Even though Hamlet says that he put on the facade of being mad, we must ask if Hamlet did in fact go mad. We must ask if he had gone insane in Act 3, Scene 4, where he kills Polonius. Hamlet hears a noise behind the tapestry and seemingly stabs at nothing. When asked, he asks if it was the King. This makes us question how mad Hamlet seems to have gone. He is beginning to stab at everything and anything just in case he has the chance to stab the King and avenge his fathers death.
As well, Hamlet could seemingly be mad because he begins to become obsessed with avenging his father’s death. It begins to consume his everyday actions, and everything he does. Hamlet’s actions begin to revolve around gaining revenge as instructed by the ghost. As well, he begins to try and do everything in his power to get Claudius to admit to the killing of King Hamlet. This begins to consume him and causes him to possibly go mad.
Hamlet tends to over think things, and then perhaps does not go mad.
But Hamlet’s madness could be existent or non-existent, it is a personal interpretation.
Ophelia seems to be sane for the most part of the play. It is not until her father’s death that she slowly begins to lose sanity. As well, she lost Hamlet, who seemingly was a possible future husband at the start of the play, to his possible madness.
In Act 4, Ophelia has lost her sanity. She seems to be wandering along the river when she falls in. But she puts up no struggle. She floats and sings. Did she commit suicide? Or did she not realize what was going on.

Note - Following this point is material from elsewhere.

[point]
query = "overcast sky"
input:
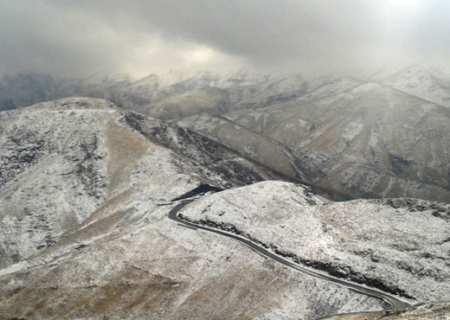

Ophelia has gone mad, and it is easily recognizable. The question of madness relies upon what caused the madness and how the madness changes the outcome of the play.
Laertes’ madness commences when he finds out about his father’s death. When he finds that Hamlet’s madness caused Hamlet to kill Polonius, he becomes obsessed with revenge. Laertes is almost like Hamlet in the fact that they both wish to avenge their fathers’ deaths. They wish to gain some feeling of conclusion.
Laertes then begins to work with Claudius on a plan to kill Hamlet, and Laertes begins to calm down because he knows that he will gain closure and avenge his father’s death.
Then we must ask the question if avenging his father’s death would have made Laertes’ madness disappear.
Representation of the Ghost
In Hamlet we see that the ghost of King Hamlet is the one that instructs Hamlet to exact revenge for his death. In my belief, I am unsure to as if the ghost does truly exist. Hamlet is alone when the ghost instructs him to exact revenge, and therefore no one else is sure that the ghost does exist or that the ghost did say to exact revenge upon his death. This happens again when Hamlet is in Gertrude’s bedchamber and he “sees” the ghost, but Hamlet does not. We must then ask if Hamlet has truly gone mad and is beginning to imagine that his father asked him to exact revenge upon his death.